GEORGETOWN, Texas (KXAN) — Recent allegations of drink-spiking at a Southwestern University fraternity have sparked passionate conversations across campus. Many students say they don’t feel safe and want the administration to do something about issues of sexual assault on campus.

The university hosted a forum Friday in response to student protests during the week. Media was not allowed into the building, but students say emotions were high throughout the discussion.

“There are people I know terrified of public speaking and they are willing to put everything they have, their images, on the line to say their peace,” said junior Ryan Johnson. “I think that’s how it sums it all up, people are having the courage to say something now.”

“A lot of survivors spoke,” said another student, Chelsea Allen, “which is a testament to how inaccurate numbers are of sexual violence on campus.”

According to the university’s crime data, there was one reported sexual assault on campus from 2011-2013.

“Stuff doesn’t get reported, people are scared to come forward, it’s because the frats do hold a lot of power on this campus whether or not we are willing to admit,” said another student, who was a victim of sexual assault herself.

That woman shared her story with KXAN after the forum. Last spring she was sexually assaulted by a man she knew well. The two had previously dated and broken up, but remained friends. On the night of the assault they were hanging out in her room.

“He made a comment about kissing me goodnight and I didn’t believe him. We were in my room by ourselves. When we were done watching TV, he pushed me in my bunk-bed and shoved his tongue down my throat, and was trying to get his hand down my pants, but I crossed my legs to make sure he wouldn’t be able to do that.”

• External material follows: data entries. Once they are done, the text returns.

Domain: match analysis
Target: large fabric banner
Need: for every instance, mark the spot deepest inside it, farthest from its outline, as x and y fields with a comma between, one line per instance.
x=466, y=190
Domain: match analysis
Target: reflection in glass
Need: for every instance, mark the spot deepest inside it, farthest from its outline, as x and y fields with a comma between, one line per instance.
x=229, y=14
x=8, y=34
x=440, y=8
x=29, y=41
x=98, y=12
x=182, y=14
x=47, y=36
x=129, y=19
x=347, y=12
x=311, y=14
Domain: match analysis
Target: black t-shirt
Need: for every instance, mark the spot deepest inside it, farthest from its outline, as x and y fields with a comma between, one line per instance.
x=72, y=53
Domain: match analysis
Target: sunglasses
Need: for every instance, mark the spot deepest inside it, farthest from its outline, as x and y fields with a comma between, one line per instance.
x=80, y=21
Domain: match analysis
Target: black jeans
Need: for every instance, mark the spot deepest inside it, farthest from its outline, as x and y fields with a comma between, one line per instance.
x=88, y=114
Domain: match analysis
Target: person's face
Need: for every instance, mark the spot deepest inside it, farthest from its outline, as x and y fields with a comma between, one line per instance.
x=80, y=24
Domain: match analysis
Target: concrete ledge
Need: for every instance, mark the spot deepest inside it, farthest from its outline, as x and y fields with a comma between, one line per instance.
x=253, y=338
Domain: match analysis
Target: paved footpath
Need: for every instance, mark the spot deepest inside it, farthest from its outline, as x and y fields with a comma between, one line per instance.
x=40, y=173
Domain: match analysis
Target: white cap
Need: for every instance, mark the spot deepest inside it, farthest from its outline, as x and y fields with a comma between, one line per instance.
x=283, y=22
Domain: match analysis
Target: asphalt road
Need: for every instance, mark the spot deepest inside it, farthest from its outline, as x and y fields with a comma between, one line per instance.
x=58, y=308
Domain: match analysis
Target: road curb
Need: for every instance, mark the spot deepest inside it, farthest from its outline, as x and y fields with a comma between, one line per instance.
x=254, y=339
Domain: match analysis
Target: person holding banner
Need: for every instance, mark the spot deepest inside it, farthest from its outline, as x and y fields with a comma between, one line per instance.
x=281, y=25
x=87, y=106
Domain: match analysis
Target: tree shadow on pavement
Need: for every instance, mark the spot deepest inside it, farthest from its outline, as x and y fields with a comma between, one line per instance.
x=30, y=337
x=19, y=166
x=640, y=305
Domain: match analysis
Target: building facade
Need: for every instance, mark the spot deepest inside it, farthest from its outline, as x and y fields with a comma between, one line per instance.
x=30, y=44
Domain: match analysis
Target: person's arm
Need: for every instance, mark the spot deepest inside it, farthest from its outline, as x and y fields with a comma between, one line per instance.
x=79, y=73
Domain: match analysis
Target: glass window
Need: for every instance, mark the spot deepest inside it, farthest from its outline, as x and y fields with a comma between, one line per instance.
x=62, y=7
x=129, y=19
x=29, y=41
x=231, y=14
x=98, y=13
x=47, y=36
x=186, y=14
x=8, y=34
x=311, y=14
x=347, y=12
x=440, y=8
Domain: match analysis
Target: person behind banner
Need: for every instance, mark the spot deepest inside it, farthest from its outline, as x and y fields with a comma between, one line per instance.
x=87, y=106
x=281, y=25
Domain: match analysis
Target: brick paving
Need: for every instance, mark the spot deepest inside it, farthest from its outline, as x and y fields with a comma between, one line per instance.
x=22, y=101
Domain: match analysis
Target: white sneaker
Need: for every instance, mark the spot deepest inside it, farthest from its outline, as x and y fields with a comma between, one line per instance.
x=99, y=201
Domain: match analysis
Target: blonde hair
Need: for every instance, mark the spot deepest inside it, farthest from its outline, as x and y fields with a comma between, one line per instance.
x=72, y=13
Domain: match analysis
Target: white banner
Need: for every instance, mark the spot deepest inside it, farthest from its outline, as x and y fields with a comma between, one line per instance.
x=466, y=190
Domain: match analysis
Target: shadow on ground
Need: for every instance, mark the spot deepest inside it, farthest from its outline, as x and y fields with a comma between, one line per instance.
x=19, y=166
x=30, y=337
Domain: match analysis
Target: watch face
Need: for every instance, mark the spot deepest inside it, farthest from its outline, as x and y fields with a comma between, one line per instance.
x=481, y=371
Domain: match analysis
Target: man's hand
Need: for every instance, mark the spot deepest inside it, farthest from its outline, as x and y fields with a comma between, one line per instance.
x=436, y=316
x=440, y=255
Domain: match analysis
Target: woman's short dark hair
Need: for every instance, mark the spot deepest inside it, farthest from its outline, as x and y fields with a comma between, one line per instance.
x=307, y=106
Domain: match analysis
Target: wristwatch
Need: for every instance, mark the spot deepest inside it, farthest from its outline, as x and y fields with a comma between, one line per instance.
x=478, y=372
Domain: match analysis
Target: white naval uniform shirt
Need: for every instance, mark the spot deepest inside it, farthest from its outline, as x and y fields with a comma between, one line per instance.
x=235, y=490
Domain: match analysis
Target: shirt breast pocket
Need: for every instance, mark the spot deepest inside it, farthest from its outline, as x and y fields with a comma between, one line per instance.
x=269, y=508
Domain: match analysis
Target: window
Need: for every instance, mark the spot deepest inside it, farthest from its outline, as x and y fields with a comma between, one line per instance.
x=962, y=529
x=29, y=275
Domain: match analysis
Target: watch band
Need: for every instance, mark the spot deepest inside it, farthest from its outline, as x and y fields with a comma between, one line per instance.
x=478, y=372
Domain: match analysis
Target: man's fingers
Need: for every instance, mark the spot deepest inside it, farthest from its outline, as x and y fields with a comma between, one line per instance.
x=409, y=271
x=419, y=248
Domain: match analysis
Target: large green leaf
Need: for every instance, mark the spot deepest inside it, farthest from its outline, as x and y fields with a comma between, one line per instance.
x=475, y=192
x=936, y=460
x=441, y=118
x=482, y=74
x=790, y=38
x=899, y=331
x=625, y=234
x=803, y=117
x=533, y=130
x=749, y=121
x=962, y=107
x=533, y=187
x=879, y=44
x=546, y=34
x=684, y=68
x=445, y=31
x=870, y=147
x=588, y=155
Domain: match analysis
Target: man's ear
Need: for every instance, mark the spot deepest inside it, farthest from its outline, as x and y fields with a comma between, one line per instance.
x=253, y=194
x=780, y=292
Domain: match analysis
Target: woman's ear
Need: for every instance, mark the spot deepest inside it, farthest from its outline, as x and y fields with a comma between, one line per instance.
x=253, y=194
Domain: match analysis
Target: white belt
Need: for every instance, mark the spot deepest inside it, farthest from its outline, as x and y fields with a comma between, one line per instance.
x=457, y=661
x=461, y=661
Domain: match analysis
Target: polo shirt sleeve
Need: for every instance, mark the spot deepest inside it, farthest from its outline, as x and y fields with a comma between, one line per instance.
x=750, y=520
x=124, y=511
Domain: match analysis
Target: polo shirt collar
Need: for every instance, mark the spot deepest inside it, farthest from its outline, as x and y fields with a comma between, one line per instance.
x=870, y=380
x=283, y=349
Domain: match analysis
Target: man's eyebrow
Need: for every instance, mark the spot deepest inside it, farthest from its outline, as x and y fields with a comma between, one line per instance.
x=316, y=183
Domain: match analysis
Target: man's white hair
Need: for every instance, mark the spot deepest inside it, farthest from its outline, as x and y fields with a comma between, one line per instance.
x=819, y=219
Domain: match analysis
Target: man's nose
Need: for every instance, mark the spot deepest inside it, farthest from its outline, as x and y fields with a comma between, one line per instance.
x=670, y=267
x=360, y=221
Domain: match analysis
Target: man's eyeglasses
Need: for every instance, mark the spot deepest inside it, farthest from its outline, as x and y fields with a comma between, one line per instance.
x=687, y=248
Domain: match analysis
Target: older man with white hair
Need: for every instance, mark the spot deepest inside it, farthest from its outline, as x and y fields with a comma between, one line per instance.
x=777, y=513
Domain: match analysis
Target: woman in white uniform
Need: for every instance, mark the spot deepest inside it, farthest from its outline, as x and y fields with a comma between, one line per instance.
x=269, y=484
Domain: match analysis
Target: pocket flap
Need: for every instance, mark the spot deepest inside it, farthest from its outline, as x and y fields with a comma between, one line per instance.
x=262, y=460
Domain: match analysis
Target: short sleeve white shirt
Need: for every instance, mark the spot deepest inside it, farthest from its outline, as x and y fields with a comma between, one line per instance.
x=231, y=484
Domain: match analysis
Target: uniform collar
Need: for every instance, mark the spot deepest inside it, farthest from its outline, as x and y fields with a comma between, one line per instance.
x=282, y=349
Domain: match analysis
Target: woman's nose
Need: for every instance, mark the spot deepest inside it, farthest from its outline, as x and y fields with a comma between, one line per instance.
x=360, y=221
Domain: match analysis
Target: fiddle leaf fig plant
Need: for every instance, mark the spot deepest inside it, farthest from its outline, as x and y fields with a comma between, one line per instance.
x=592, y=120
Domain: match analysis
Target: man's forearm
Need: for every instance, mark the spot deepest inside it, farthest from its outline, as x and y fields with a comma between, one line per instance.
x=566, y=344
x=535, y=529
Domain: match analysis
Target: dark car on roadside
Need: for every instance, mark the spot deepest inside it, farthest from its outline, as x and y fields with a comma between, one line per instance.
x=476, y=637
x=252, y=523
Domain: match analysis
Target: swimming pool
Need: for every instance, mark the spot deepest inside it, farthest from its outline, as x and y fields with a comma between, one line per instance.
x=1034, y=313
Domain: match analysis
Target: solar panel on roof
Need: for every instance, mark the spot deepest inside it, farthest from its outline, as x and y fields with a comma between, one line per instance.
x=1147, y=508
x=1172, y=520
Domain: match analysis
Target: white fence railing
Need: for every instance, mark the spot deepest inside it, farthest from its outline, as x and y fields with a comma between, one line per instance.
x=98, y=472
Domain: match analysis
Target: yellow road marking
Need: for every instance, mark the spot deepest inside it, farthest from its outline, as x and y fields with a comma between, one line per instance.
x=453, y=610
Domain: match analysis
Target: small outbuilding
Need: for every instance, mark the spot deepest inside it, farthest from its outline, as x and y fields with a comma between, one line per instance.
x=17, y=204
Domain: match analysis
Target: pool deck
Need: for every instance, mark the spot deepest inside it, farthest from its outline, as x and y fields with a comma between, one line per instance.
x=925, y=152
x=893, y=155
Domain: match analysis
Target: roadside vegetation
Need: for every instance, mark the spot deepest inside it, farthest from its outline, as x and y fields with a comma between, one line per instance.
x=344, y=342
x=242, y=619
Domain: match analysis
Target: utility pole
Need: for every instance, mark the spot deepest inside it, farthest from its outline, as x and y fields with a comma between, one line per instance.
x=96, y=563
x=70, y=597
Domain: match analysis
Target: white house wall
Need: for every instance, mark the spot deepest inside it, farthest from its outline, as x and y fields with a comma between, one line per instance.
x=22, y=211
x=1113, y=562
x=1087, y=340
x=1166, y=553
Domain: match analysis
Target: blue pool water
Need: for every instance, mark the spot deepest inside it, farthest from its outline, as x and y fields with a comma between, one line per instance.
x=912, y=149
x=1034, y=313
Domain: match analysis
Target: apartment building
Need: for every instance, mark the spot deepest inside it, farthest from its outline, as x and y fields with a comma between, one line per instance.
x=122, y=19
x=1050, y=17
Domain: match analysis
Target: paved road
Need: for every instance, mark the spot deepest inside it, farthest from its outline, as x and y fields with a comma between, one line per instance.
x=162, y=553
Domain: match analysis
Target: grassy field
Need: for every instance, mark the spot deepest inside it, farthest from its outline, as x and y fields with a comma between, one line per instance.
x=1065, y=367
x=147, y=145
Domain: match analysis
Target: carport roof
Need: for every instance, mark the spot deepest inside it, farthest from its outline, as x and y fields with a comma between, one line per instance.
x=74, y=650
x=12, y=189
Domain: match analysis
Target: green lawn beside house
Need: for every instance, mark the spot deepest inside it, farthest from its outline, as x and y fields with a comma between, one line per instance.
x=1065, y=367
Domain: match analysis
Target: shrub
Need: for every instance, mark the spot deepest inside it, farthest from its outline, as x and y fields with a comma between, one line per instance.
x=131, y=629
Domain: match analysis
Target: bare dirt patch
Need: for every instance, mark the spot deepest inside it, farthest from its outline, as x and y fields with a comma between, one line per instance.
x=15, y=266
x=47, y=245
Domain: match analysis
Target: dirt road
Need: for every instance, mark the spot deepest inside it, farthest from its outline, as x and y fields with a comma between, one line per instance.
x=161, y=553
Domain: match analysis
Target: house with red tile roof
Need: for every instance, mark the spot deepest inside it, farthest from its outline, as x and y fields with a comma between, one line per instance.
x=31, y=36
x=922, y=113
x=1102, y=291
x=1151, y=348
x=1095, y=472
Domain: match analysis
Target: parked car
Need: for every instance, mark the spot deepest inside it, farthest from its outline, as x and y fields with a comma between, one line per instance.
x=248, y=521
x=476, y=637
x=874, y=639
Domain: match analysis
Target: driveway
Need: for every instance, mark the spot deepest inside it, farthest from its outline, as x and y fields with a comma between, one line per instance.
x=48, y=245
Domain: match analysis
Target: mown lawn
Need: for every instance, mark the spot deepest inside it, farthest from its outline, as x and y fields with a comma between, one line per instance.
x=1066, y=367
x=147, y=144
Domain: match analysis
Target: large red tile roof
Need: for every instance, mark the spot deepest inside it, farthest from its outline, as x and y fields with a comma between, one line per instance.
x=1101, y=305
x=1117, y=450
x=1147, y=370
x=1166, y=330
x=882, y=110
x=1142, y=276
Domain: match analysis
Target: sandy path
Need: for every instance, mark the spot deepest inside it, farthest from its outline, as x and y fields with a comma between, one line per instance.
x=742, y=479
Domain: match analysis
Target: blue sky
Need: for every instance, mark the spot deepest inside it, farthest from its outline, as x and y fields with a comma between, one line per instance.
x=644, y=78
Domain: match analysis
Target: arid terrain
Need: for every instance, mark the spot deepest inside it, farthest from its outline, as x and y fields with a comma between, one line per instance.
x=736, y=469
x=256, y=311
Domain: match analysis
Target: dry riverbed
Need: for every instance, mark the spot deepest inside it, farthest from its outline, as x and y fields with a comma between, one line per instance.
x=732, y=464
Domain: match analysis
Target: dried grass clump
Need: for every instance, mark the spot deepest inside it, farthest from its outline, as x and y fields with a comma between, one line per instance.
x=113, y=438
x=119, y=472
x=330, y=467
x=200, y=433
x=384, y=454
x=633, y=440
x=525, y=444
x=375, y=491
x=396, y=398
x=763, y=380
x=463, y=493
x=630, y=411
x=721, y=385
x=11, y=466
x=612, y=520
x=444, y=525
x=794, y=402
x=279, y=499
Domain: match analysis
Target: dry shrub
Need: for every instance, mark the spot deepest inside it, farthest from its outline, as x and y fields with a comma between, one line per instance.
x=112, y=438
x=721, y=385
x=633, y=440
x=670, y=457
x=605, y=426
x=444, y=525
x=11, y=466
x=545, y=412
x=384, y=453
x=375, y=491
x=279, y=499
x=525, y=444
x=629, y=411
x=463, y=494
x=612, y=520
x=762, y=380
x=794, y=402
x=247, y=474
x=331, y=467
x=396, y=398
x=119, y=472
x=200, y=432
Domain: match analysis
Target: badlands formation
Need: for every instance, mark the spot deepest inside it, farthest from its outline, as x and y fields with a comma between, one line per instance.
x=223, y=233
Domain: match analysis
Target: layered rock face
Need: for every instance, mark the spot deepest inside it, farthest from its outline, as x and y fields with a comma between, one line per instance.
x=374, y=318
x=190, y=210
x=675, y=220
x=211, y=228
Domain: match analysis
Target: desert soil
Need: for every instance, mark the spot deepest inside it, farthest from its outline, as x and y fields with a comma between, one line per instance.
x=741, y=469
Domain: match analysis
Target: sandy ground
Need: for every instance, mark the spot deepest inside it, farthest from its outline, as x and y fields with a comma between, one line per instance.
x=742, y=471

The woman says she pushed him off and told him “no.”

“He followed me in the bathroom and continued doing what he was doing for about 15 minutes,” she added. “It felt like it was forever and he obviously was not taking no for an answer.”

After some counseling she eventually reported the incident to authorities. She was hesitant to at first because she didn’t have evidence and wasn’t sure it constituted as sexual misconduct. There was eventually a hearing for the incident and the male pleaded guilty.

The woman says the administration was helpful during the hearing process, but not after. Her attacker withdrew from school but she says he still lived on campus for a couple of months. She took her concerns to authorities

“When I brought it up that it made me really uncomfortable that he was here all the time, and that I felt I wasn’t safe because of it, they advised me to take a different route.”

She now wants to help other victims who may be going through the same thing. She and others who are speaking out want to make the reporting process easier for victims.

“Just the fact that I can no longer count on my hands the number of women that I know, by name, who have had either sexual assault or rape happen to them on this campus, by a student. It’s absolutely ridiculous.”

She believes the administration wants to do better. She and other students are meeting next week with administrators, faculty and staff to discuss policy changes.

The drink-spiking allegations were made against the fraternity Pi Kappa Alpha, also known as Pike.

“Make no mistake: every Pike understands how serious these accusations are,” Ryan Fees, the chapter president, wrote a letter in the student newspaper. “Since they were made, the chapter has been fully cooperating with both the administration and SUPD to properly investigate these claims….We do not drug drinks, and we do not rape women. It goes against everything we stand for as a chapter and as human beings.”

Members of the fraternity participated in Friday’s forum, according to the letter.